E a professora conclui com entusiasmo: “Completamos o segundo ano dos estudos e encontramo-nos ainda na fase de estabilização da cobertura morta no plantio direto. Estamos aprendendo muita coisa e o trabalho tem sido muito animador, pois já conseguimos detectar mudanças de qualidade nessa cobertura, na densidade de plantio, no controle da erosão. Precisamos de mais tempo para consolidar esses resultados”.
Trabalho em equipe
A professora Mara Weill enfatiza o trabalho em equipe desenvolvido na pesquisa experimental: “Hoje não se faz nada isoladamente”. Ela estuda a parte física e química do solo. O professor Edson Eiji Matsura, da área de irrigação e drenagem, orienta pesquisas para avaliar o efeito da palhada na eficiência da irrigação, na distribuição e homogeneização da água no solo, comparando com o sistema convencional.

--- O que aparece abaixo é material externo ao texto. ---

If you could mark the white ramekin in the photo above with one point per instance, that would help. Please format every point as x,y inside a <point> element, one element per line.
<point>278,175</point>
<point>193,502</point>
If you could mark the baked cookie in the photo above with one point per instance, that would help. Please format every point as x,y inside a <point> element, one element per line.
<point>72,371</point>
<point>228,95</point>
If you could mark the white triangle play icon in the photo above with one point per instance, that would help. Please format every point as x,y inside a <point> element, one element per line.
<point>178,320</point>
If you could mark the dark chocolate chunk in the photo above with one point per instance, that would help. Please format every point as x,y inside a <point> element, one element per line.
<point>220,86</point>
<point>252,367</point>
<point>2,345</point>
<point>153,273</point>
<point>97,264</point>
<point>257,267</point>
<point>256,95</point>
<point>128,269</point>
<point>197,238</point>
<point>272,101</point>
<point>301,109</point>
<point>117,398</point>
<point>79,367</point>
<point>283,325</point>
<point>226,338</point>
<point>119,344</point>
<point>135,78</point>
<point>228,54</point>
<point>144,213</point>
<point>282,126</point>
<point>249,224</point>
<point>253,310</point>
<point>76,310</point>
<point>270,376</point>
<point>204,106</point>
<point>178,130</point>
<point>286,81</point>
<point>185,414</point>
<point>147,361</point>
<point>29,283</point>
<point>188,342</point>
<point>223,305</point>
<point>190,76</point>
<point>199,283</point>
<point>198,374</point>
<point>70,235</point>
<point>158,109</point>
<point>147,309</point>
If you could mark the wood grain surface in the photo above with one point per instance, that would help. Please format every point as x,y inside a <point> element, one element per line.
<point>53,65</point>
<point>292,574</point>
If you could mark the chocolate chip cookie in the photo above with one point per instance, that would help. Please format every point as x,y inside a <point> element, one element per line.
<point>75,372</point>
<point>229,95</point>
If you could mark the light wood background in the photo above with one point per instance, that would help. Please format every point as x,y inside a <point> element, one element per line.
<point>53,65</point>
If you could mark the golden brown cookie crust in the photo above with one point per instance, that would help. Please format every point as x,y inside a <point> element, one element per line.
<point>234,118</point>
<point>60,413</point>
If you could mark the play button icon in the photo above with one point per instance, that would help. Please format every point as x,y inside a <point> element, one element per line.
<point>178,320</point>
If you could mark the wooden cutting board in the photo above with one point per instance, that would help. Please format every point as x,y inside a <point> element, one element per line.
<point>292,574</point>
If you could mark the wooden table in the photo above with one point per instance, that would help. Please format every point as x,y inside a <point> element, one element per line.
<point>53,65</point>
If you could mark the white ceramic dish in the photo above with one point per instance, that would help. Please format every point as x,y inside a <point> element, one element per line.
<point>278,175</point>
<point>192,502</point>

O professor Paulo Graziano Magalhães, da área de máquinas, desenvolveu com seu grupo um disco dentado a ser acoplado à semeadora de plantio direto e que tem a função de cortar a palha antes da ação do sulcador. Ele estuda a eficiência desse disco e sua influência no solo e no crescimento da planta, comparando com o trabalho realizado pelos discos lisos, mais comuns no mercado.
A professora Mara orienta oito alunos alocados no projeto, quatro de pós-graduação e quatro em iniciação científica. Uma aluna de mestrado pesquisa um indicador integrado de qualidade de solo que agrega informações de alguns atributos simples como densidade do solo, resistência à penetração e umidade, porque qualquer um desses indicadores isoladamente pode levar a uma resposta não adequada. Esse indicador é denominado intervalo hídrico ótimo.

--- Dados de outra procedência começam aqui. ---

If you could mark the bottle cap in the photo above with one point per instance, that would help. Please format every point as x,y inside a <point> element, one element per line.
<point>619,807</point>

Outra mestranda pesquisa a aplicação de métodos de valoração econômica das perdas de solo por erosão com base nos dados experimentais referentes às perdas detectadas, pois aumento de produção, qualidade e reposição de nutrientes precisam ter viabilidade econômica. Um outro mestrando faz um estudo histórico, resgatando o que aconteceu nos quinze anos anteriores em que o solo foi submetido a diferentes sistemas de preparo, e acompanha as modificações que os dois sistemas de plantio introduzem a partir destes dois últimos anos. Finalmente, um doutorando, de formação estatística, trabalha na seleção e avaliação dos métodos mais indicados de análises e modelagem de dados aplicáveis na avaliação da qualidade do solo e do sistema produtivo agrícola.